SACRAMENTO, CA ~Does House Speaker Nancy Pelosi remember what happened in the 2006 elections? She represents the people’s republic of San Francisco, but she must recall that the rest of California overwhelmingly rejected ex-actor/director Rob Reiner’s government-run universal preschool initiative last June. Yet, at her recent children’s summit, Pelosi ushered in a parade of notables advocating for more government preschool.
In her remarks at the summit, Pelosi pushed for more government spending on early childhood initiatives, saying: “We know that these investments in our children today pay off many-fold in later years.” To back up this claim, keynote speaker James Heckman, a Nobel-prize-winning economist, argued that evidence from the oft-cited Perry preschool program in Michigan from the early 1960s shows that at-risk children enrolled in a high-quality preschool program later earn more money, own houses, and avoid welfare and jail at greater rates than at-risk children who didn’t attend preschool. However, in the debate over last year’s Reiner initiative, the arguments of Pelosi and Heckman were found badly wanting.

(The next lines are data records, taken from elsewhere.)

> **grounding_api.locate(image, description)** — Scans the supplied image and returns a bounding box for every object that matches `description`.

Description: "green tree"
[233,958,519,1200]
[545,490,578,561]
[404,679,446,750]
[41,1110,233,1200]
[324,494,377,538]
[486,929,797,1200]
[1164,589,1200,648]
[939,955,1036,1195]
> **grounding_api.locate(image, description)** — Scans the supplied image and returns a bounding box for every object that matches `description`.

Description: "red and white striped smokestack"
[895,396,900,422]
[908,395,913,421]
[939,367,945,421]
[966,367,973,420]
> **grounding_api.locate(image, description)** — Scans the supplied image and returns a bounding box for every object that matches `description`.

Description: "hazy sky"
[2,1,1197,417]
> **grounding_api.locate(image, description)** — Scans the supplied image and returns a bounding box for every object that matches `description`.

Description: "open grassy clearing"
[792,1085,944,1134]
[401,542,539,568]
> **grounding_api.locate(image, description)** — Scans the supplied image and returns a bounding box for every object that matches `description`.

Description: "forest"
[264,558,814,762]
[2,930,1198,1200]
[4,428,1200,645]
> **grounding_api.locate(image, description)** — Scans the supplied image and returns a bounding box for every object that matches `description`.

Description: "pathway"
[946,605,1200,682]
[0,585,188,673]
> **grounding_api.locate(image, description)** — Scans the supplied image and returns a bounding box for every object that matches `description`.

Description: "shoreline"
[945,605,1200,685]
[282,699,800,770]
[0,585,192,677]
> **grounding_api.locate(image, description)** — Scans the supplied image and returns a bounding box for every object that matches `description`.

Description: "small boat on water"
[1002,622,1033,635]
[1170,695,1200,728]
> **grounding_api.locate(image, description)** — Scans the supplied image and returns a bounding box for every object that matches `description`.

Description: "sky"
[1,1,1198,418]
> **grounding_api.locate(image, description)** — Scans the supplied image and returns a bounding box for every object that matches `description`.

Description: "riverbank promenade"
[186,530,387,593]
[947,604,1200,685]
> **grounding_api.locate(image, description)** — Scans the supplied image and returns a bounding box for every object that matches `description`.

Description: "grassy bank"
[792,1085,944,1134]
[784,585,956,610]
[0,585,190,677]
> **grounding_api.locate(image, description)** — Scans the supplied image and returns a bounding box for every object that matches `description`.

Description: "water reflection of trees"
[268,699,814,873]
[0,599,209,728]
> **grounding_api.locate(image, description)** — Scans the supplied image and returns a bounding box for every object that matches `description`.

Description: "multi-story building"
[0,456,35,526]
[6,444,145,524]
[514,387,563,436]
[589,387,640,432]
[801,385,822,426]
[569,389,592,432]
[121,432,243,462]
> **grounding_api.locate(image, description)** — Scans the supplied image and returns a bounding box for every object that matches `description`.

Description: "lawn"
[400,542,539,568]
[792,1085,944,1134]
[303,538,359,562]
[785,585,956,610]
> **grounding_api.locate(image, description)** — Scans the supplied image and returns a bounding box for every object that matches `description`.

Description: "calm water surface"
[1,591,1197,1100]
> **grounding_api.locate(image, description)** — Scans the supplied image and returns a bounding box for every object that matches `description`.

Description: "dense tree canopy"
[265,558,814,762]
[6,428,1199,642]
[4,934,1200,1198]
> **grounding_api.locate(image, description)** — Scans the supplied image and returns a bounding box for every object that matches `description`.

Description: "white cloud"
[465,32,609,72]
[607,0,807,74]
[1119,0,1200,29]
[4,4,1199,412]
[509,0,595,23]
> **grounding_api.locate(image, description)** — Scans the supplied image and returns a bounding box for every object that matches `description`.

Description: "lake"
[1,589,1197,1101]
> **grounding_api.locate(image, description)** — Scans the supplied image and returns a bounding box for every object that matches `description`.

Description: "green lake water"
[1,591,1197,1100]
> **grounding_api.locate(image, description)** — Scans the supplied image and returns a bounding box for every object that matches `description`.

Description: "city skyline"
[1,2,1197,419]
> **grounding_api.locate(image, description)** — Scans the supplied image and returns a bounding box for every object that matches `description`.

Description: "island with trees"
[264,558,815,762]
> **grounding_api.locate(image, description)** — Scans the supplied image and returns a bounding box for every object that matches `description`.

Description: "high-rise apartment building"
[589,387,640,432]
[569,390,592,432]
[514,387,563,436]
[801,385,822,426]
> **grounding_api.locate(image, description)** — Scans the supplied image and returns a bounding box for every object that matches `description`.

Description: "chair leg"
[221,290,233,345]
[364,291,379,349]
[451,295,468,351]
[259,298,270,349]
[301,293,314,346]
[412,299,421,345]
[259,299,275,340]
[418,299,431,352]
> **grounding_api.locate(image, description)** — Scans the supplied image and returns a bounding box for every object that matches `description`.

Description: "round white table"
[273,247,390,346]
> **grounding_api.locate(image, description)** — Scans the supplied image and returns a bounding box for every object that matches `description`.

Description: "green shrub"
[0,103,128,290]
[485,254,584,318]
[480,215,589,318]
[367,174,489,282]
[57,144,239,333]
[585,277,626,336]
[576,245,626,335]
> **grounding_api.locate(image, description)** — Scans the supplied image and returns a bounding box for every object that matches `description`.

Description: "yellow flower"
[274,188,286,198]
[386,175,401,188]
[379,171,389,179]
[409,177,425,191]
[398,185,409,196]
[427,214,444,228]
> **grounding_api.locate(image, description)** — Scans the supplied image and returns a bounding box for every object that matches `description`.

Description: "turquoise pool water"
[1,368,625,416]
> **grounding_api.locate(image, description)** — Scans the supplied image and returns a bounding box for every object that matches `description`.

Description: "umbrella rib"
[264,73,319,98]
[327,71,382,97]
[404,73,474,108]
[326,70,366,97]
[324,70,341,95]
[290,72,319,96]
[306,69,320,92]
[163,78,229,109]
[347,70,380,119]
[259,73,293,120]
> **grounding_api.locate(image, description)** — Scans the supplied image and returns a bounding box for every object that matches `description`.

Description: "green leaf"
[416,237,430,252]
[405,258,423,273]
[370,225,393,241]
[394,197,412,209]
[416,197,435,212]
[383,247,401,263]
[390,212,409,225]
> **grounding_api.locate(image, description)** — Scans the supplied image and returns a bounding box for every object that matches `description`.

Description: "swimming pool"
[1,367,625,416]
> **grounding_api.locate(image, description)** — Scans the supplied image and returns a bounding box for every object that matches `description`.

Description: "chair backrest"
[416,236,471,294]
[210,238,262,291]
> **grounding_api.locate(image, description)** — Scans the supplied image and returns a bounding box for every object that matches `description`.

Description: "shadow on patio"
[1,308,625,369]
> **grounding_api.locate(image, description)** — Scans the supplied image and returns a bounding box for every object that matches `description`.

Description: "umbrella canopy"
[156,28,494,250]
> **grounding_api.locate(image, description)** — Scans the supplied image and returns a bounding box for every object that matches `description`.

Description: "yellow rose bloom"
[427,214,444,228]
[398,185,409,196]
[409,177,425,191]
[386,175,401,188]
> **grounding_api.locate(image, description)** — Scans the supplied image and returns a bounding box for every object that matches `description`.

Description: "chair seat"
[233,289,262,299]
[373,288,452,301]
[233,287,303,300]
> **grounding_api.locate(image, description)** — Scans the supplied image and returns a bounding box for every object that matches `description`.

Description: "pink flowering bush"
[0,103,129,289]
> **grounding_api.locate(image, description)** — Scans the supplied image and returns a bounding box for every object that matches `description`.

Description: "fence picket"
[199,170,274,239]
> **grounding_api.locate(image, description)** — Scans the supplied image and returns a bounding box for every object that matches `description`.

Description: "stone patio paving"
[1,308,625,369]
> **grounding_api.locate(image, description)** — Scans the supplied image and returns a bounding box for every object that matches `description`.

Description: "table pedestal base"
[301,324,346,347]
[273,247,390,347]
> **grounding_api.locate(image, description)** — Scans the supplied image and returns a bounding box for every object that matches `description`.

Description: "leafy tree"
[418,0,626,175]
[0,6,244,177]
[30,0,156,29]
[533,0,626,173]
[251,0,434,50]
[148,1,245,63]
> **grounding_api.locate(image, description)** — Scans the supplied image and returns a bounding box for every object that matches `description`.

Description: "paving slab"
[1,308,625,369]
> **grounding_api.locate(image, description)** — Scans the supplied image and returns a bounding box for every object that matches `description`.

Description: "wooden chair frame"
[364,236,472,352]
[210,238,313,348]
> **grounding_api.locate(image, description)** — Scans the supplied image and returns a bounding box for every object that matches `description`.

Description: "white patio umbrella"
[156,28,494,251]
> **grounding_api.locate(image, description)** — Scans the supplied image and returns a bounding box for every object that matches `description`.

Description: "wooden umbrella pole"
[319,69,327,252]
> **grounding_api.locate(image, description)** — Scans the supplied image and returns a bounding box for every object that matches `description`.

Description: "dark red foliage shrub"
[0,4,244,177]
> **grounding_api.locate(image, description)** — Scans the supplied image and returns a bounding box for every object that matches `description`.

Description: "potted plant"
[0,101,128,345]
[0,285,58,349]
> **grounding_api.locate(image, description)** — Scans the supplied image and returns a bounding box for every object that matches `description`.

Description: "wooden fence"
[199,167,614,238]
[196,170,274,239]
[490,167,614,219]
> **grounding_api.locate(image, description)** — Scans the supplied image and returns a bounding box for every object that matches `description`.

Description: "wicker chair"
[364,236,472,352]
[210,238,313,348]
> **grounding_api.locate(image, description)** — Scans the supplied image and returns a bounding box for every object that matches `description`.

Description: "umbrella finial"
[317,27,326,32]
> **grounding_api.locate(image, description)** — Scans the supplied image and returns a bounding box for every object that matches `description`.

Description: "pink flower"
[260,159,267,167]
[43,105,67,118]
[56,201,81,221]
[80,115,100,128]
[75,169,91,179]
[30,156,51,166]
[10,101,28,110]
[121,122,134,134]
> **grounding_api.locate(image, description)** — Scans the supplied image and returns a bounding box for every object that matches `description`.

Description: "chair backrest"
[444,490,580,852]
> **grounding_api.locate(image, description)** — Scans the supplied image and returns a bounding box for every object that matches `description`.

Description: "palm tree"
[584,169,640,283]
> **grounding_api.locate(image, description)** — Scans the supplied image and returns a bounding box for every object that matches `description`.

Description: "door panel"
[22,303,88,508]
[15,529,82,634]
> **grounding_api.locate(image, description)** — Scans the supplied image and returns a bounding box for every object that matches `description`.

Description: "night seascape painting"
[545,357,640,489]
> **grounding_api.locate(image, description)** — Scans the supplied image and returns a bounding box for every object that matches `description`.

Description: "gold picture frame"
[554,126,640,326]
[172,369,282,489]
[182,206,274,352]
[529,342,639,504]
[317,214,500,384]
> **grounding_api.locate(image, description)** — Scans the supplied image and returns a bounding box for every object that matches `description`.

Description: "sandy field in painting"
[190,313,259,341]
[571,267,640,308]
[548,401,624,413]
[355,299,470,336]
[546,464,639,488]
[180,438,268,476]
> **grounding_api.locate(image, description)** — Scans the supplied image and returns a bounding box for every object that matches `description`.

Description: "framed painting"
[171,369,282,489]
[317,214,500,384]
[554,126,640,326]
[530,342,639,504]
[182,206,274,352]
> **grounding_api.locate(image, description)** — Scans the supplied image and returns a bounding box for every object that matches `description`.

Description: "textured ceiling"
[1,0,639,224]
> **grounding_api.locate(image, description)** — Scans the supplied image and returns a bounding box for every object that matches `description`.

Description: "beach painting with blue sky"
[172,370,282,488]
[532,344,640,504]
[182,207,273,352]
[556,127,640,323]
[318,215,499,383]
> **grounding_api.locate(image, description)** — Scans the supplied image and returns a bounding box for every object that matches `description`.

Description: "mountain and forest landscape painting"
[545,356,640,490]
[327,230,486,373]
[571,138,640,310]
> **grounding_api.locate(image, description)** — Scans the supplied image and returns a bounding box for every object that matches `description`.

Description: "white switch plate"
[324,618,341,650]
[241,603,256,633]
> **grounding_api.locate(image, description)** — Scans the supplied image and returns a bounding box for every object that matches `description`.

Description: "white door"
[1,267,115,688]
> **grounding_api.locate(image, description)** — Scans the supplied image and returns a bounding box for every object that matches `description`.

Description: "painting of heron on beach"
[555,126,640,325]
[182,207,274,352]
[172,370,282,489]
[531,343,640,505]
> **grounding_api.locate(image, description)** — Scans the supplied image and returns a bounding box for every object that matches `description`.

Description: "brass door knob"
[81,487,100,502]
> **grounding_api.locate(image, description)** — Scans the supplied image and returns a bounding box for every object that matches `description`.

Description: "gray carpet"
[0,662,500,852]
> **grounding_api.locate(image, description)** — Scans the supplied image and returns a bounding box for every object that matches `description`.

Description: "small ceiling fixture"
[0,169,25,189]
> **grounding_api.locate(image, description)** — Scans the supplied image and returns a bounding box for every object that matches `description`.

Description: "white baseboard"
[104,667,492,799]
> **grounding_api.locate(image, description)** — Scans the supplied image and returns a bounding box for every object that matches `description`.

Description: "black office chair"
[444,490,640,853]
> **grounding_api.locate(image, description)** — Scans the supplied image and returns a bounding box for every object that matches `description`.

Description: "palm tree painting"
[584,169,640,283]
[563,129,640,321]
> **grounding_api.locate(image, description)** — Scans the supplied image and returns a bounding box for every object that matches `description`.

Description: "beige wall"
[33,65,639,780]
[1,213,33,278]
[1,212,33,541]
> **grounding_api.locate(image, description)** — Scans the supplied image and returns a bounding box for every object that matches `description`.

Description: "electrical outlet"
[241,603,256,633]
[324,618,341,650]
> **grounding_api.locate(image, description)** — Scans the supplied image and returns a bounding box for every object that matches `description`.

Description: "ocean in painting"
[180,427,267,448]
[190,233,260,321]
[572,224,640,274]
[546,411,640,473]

Claims that big spending on government preschool programs result in wide long-term societal benefits are built on evidential quicksand. Various studies have shown that any benefits from preschool fade during elementary school. This is unsurprising given the poor quality of many public schools. A 2006 UC Santa Barbara longitudinal study found that “the achievement impact of preschool appears to diminish during the first four years of school.” The few studies on middle-class children found no evidence that attending preschool resulted in lasting benefits. Even among disadvantaged children, the evidence is murky.
The Perry preschool study cited by Heckman was conducted with a tiny sample of students – the experimental group, those that attended the preschool program, consisted of only 58 students. Further, in the ensuing four decades, not one study has replicated the results of the Perry program. Even well-known preschool boosters such as Yale professor Ed Ziglar have criticized the methodology of the Perry study saying that the students were unrepresentative of both the disadvantaged and mainstream populations.
Finally, as a Reason Foundation analysis pointed out, one third of the children in the Perry study dropped out of high school, one third were arrested, and three out of five participating students went on welfare. Claims, therefore, from the Perry study or others that every tax dollar spent on preschool will result in several dollars in societal benefits aren’t justified by reliable long-term evidence.
Undaunted, at the summit Pelosi released a list of Democratic priorities that included more spending on Head Start, the existing federal preschool program for poor children. Pelosi’s document claims that Head Start has served participants “extremely well for 42 years,” even though a 2001 study by a U.S. Bureau of Labor Statistics researcher found that “Head Start participation does not have long-term benefits.”
The congressional Democrats seek to raise Head Start preschool teacher qualifications and salaries. However, UC Berkeley researchers have found that claims that increased education qualifications for preschool teachers “further advances child development simply cannot be substantiated to date.” These researchers warn that paying more money to these teachers “will be costly and may not yield significant benefits for children.”
Pelosi said that because great strides have been made in understanding “how positive behaviors [of children] can be encouraged,” policies must “match the latest research.” If that’s true, then she and her Democratic colleagues should be interested in a 2005 Stanford-UC Berkeley study that found that “attendance in preschool centers, even for short periods of time each week, hinders the rate at which young children develop social skills and display the motivation to engage classroom tasks, as reported by kindergarten teachers.” The study notes especially, “This slowing of typical rates of social-emotional growth is particularly strong for Black children and for children from the poorest families.”
Pelosi’s misguided quest will result in more Washington bureaucracy and control, plus more disappointing results, all at the expense of our youngest children. This judgment also applies to Hillary Clinton’s recent $10-billion federal preschool proposal. Last year blue-state California gave a resounding thumbs down to more government-run preschool. The rest of the country should now do the same.
Lance T. Izumi is Director of Education Studies at the Pacific Research Institute.